We travelled to Salzburg Austria to view the eclipse, and were very fortunate. All around us the clouds were quite solid. In fact, it was raining early in the morning. I had been watching the news from about 5AM (the eclipse was midday), and it was pouring rain in Stuttgart and Munich, which were to the west of us. The TV broadcasts of those panoramic cameras at the various resorts and in the big cities are a big help, especially in getting a feel for the overall weather patterns in the days before the eclipse.
|Sure enough, it looks pretty grim and overcast, about an hour and 20 minutes before totality.|
We had strategized that we might want to drive to somewhere a hole would appear, but, a hole looked like it would move over us (based on earlier day's observations of thunderstorms moving over from Bavaria).
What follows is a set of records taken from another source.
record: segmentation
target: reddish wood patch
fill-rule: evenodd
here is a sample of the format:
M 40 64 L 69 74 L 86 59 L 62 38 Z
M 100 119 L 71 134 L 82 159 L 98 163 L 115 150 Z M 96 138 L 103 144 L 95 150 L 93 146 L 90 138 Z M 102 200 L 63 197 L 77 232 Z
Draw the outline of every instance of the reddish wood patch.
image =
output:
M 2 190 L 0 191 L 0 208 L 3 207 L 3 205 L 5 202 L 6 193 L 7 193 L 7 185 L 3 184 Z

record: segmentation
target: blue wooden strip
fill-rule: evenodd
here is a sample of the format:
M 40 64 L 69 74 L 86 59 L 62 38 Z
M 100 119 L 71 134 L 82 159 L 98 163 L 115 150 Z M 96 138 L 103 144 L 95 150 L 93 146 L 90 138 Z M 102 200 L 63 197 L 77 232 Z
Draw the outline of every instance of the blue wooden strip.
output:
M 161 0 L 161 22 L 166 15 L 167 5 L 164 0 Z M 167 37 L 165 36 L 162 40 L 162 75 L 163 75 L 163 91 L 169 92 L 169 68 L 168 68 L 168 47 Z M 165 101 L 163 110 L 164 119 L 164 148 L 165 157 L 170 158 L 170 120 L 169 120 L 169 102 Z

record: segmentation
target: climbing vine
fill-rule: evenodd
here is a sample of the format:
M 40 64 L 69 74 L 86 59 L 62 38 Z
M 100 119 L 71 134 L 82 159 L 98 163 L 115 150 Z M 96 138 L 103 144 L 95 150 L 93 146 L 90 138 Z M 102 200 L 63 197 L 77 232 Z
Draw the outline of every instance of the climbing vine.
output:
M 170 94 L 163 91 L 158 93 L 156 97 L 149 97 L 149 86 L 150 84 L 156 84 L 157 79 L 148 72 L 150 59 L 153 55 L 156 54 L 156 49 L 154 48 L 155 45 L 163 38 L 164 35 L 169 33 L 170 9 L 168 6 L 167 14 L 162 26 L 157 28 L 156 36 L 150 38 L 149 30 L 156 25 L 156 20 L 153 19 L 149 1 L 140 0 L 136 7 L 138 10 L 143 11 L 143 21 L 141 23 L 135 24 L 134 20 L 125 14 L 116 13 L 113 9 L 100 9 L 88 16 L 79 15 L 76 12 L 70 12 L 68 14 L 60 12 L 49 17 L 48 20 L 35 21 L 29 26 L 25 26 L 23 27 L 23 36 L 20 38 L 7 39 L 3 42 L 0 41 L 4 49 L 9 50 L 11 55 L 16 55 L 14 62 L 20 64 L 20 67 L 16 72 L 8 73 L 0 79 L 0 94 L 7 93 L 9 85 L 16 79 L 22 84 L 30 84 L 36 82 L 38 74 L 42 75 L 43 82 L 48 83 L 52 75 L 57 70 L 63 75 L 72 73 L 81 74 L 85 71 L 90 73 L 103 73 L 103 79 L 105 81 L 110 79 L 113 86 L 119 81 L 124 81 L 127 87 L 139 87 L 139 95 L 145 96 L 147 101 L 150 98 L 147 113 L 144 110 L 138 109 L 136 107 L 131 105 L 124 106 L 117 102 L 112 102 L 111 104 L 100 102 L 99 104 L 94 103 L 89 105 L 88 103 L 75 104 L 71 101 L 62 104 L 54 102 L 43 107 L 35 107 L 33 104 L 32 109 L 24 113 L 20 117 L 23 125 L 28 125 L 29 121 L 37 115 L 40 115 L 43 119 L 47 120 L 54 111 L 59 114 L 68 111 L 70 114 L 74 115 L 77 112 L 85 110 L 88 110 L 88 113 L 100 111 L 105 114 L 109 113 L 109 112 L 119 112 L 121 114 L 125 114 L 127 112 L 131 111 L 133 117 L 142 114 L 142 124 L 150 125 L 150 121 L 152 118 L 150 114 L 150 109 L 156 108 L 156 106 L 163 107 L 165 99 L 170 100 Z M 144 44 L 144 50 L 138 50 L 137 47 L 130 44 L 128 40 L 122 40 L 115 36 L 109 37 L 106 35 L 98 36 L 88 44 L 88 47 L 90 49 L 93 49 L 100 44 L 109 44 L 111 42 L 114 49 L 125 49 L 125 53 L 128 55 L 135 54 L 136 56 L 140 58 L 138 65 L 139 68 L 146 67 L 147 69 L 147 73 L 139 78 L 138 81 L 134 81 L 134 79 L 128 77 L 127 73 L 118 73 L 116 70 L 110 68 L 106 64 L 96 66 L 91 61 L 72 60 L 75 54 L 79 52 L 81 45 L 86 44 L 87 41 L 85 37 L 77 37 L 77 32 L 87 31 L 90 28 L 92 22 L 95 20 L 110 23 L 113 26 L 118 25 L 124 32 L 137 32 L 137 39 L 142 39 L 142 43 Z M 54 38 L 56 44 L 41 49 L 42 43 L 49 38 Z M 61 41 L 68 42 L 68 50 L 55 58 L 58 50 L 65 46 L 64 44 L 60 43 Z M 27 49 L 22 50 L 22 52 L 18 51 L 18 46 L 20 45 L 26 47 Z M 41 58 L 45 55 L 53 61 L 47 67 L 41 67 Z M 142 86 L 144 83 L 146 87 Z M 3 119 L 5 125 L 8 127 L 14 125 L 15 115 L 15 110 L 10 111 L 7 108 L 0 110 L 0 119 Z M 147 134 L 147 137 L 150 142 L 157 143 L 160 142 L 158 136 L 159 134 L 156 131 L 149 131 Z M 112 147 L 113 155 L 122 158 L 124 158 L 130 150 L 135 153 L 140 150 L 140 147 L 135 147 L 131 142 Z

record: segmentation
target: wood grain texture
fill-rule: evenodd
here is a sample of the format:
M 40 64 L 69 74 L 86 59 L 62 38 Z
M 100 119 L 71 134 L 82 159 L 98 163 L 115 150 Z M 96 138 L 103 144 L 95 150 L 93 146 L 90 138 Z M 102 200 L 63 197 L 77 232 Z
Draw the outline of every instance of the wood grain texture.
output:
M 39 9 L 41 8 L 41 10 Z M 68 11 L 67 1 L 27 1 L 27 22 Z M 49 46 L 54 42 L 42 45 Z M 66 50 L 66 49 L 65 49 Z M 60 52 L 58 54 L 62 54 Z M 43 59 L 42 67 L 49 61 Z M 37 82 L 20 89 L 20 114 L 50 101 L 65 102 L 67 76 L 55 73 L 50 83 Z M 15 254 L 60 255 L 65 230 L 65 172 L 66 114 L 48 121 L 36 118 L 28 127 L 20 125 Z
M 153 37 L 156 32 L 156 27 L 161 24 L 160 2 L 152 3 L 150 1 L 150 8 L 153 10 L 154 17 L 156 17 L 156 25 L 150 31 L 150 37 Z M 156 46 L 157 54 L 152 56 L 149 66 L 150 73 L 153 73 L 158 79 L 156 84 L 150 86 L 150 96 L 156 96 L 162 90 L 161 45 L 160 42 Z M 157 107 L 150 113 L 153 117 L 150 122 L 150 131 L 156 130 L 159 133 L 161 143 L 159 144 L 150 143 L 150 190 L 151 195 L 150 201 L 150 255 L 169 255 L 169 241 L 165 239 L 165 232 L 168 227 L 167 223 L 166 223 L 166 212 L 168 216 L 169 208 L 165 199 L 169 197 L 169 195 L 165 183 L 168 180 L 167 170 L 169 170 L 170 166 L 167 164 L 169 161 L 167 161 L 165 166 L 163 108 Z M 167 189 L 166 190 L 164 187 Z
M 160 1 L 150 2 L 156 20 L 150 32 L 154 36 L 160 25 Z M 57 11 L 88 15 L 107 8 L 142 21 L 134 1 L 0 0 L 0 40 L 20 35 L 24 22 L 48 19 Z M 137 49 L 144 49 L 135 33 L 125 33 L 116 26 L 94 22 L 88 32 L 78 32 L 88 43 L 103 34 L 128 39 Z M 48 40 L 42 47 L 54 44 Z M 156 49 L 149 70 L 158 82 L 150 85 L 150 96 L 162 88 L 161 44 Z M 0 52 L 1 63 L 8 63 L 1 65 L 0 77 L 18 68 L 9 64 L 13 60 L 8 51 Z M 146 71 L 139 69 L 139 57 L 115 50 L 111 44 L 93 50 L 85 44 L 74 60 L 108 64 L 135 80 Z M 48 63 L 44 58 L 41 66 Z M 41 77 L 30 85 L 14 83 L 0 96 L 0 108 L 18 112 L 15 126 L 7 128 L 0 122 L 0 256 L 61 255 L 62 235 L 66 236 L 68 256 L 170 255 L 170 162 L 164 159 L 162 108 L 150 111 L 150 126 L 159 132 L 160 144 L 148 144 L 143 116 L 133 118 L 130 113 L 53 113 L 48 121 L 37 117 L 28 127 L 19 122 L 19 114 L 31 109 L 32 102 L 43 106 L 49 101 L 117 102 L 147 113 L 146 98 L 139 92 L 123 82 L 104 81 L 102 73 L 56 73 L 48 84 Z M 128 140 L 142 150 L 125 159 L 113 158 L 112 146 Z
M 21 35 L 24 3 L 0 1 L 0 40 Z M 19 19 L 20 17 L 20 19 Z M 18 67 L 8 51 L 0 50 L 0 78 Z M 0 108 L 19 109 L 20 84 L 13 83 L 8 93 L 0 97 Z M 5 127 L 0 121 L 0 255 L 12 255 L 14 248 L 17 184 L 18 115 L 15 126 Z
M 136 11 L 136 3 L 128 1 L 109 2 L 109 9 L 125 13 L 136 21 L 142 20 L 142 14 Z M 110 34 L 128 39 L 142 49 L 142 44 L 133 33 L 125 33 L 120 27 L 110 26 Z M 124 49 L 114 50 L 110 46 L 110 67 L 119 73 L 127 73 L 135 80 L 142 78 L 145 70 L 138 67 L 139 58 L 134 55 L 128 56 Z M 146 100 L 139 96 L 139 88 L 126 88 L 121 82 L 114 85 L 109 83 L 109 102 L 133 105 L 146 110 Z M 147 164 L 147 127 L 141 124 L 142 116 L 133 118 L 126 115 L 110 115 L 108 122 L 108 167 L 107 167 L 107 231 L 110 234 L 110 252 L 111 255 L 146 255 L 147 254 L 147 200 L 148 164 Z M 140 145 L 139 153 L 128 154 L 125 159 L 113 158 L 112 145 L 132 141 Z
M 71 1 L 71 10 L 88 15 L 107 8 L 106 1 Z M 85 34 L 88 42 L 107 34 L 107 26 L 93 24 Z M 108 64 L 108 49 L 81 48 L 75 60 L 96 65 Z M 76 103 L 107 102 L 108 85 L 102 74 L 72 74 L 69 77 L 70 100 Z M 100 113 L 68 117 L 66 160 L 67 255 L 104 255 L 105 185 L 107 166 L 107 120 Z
So we gambled and stayed put at our hotel, the Schoene Aussicht, on a hill just outside town. At first contact, as the moon began to move over the sun, there was broken cleared coverage, which rapidly cleared to a hole over most of the sky.
|It was a good guess and the clouds begain to clear, as the watchers gathered on our hilltop. Photo about 50 minutes before totality.|
|After anxiously waiting, totality occurred right on schedule, starting with a nice "diamond ring". The lens (a 70-210 zoom with a 2x teleconverter) has a lot of flare, causing some ghost images.|
|By now, I've gotten pretty blase about pictures of the sun during totality (others take better quality images), but, one of the neatest things is the quality of the light and the glow around the horizon. It's not obvious in the picture, but the distant mountains are actually still in the sunlight, even though we are in the shadow.|
|But, here are the obligatory totality photos, at different exposures. The one to the left has more prominence detail, the one to the right better detail on the corona|
|After totality, the sunlight comes back, and people rush on their way. A few more looks through the filter at the mostly covered sun, and it is off to lunch.|
A few hours later, we were back to the usual Salzburg weather: Afternoon thunderstorms. Checking the newspapers the following day, it looks like Salzburg was one of the few places in Europe which had really clear weather from first contact through totality. Pity the poor folk in Cornwall, who got to watch it raining.